Future losses calculated from the result of personal injury cases look set to increase significantly as a result of last month's House of Lords decision in Wells v Wells, Page v Sheerness Steel and Thomas v Brighton Health Authority.
Future loss calculations will increase through the use of larger multipliers, which represent the duration of plaintiffs' future losses.
The primary objective of the multiplier is to put the plantiff back in the position he or she would have been in prior to sustaining the injury.
A third edition of actuarial tables was published by the Government recently, primarily to account for longer life-spans. In addition to general information on the use of the tables - including the implications of different retirement ages - the third edition considers the effects on multipliers of a number of contingencies, such as variations in the levels of economic activity and employment and variations by geographical region.
The updated actuarial tables provide the opportunity for a more scientific approach to the selection of an appropriate multiplier to compute future loss.
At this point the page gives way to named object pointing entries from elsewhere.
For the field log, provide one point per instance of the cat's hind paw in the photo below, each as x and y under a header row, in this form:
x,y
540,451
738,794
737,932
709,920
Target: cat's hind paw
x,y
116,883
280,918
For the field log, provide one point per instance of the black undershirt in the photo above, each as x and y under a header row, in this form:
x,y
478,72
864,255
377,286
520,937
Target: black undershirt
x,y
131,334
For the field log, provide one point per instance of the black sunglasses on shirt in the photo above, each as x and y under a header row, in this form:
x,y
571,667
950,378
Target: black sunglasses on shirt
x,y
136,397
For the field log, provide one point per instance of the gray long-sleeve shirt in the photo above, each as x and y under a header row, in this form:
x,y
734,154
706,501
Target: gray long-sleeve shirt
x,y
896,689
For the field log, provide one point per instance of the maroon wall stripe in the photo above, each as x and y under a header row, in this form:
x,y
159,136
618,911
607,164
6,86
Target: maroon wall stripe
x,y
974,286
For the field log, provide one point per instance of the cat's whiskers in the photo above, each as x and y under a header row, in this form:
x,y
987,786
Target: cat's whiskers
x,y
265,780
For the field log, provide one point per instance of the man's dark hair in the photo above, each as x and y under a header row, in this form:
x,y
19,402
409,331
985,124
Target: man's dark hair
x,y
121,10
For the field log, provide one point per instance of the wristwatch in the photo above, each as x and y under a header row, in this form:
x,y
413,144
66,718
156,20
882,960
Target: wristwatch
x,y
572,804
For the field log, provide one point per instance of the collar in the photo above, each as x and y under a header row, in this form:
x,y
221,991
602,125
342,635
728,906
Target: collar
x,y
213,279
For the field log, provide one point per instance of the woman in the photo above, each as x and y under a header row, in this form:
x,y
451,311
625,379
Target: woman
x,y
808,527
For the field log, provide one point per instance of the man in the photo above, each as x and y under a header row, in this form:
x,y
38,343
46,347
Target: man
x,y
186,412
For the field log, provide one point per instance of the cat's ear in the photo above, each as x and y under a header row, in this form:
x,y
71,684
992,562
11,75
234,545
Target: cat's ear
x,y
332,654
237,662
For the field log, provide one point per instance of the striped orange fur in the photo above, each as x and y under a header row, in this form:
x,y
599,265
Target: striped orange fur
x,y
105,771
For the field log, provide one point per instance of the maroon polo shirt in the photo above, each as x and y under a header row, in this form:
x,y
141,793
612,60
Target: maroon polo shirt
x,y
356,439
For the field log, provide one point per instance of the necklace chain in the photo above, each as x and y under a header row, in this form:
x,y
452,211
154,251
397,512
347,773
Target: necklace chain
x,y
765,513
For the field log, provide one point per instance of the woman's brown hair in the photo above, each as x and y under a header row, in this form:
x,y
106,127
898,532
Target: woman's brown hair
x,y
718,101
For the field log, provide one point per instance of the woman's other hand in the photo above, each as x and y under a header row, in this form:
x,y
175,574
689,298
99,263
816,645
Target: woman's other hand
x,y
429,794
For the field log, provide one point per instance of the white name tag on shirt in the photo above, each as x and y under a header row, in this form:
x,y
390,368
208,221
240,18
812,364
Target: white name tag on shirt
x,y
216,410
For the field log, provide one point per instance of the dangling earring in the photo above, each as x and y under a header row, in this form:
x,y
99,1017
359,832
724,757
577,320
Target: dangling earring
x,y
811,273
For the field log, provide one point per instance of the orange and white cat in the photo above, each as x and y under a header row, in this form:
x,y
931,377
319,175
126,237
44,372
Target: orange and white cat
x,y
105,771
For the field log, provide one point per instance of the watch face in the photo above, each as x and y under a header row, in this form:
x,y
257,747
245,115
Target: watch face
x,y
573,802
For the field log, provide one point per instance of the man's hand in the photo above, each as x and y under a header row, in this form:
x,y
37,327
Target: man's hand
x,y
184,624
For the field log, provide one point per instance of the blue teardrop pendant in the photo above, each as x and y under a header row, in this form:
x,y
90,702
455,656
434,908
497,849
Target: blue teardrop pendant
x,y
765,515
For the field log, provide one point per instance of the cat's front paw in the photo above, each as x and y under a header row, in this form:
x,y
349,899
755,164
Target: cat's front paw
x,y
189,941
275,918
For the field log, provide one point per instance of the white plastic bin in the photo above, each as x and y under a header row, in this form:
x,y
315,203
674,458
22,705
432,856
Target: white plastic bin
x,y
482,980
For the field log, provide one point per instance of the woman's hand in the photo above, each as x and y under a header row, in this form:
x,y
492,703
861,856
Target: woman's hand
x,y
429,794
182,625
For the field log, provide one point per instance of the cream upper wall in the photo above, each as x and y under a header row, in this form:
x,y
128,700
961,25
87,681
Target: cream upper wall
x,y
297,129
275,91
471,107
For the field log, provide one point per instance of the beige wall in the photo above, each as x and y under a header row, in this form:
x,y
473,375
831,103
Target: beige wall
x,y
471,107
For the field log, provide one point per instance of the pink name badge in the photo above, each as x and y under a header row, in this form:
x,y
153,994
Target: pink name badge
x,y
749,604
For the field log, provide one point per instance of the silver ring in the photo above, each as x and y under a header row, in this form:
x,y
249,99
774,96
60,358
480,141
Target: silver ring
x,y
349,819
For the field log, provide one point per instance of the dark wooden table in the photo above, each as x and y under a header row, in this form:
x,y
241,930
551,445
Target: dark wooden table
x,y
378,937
In particular, the volume of data included in the third edition enables greater account to be taken of each plaintiff's specific circumstances and provides additional information to assist in the evaluation of non-earnings losses, such as lost pension rights.
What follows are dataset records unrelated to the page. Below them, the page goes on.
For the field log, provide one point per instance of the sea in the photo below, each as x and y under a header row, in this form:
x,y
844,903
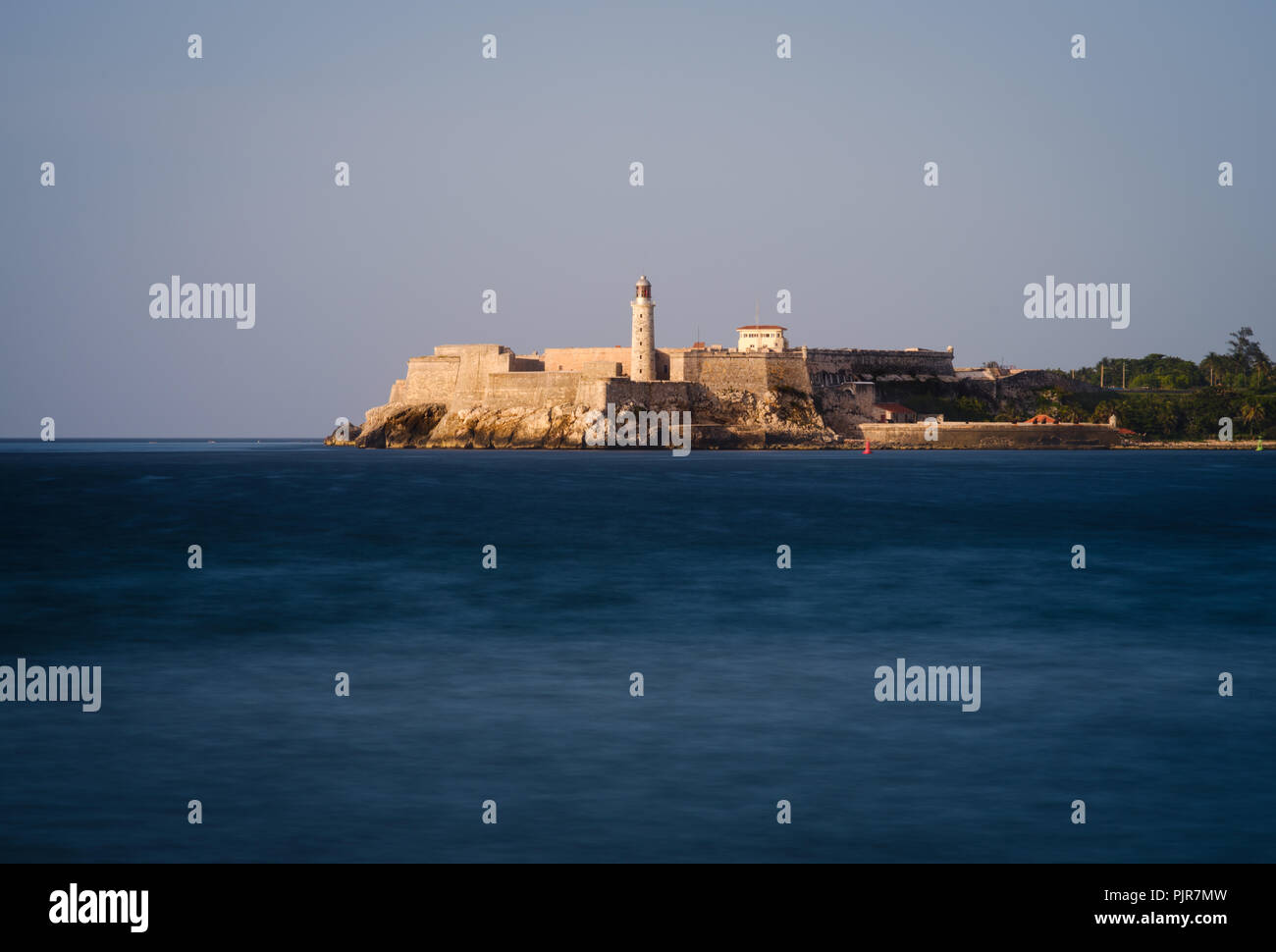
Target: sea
x,y
490,610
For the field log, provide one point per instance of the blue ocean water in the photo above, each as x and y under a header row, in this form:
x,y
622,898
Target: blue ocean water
x,y
513,684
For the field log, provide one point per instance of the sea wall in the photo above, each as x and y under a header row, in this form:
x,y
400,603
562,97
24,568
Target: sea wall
x,y
960,436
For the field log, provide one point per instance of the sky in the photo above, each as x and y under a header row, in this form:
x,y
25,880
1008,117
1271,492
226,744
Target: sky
x,y
513,174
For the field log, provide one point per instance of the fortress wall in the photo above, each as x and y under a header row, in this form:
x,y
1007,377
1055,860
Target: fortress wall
x,y
475,362
853,364
654,395
429,381
530,390
846,406
574,359
754,372
956,436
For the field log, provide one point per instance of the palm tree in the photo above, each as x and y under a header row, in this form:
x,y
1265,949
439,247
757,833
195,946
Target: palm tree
x,y
1251,413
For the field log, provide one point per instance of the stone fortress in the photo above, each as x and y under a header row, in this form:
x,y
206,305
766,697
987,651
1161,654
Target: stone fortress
x,y
761,394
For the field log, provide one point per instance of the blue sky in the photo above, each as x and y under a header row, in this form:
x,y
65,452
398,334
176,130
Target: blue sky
x,y
513,175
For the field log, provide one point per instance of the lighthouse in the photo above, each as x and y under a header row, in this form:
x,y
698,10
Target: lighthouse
x,y
642,355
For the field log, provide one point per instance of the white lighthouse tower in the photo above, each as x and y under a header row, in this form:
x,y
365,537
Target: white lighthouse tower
x,y
642,356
The tables also provide the opportunity to use multipliers based on projected mortality rates, which are likely to be lower than historical mortality rates.
The tables though will be affected by the House of Lords decision in Wells. This case concluded that instead of assuming that personal injury victims would invest lump sum claims in a mix of equities and Index Linked Government Stocks (ILGS), invest- ment in ILGS alone should be considered the most acceptable basis of calculating the present value of a plaintiff's future loss in real terms.
After considering the rates of return available on ILGS, the House of Lords decided that the appropriate rate for all but the most exceptional cases should currently be 3 per cent, resulting in a general decrease in the rates used in calculating multipliers to date and leading to the use of increased multipliers.
It was proposed that the rate of 3 per cent should be in general use until the Lord Chancellor has specified a new rate under section 1 of the Damages Act 1996.
It was accepted that it would be open to plaintiffs in very exceptional cases to contend that higher multipliers should be taken into account in situations in which higher rates of tax would be payable on the income arising from lump sum awards.
Although the House of Lords noted that there was room for discounted multipliers in computing future loss of earnings, it accepted the argument put forward by actuaries that whole life multipliers need not be discounted - that is, multipliers applicable to losses sustained over an entire life-span.
Following the House of Lords decision, a fourth edition of actuarial tables is expected to be published by the Government's Actuaries Department.
It will be important for lawyers involved in personal injury claims to assess periodic changes in the rates available on ILGS and the consequential change in the rate recommended by the Lord Chancellor for use in the computation of multipliers.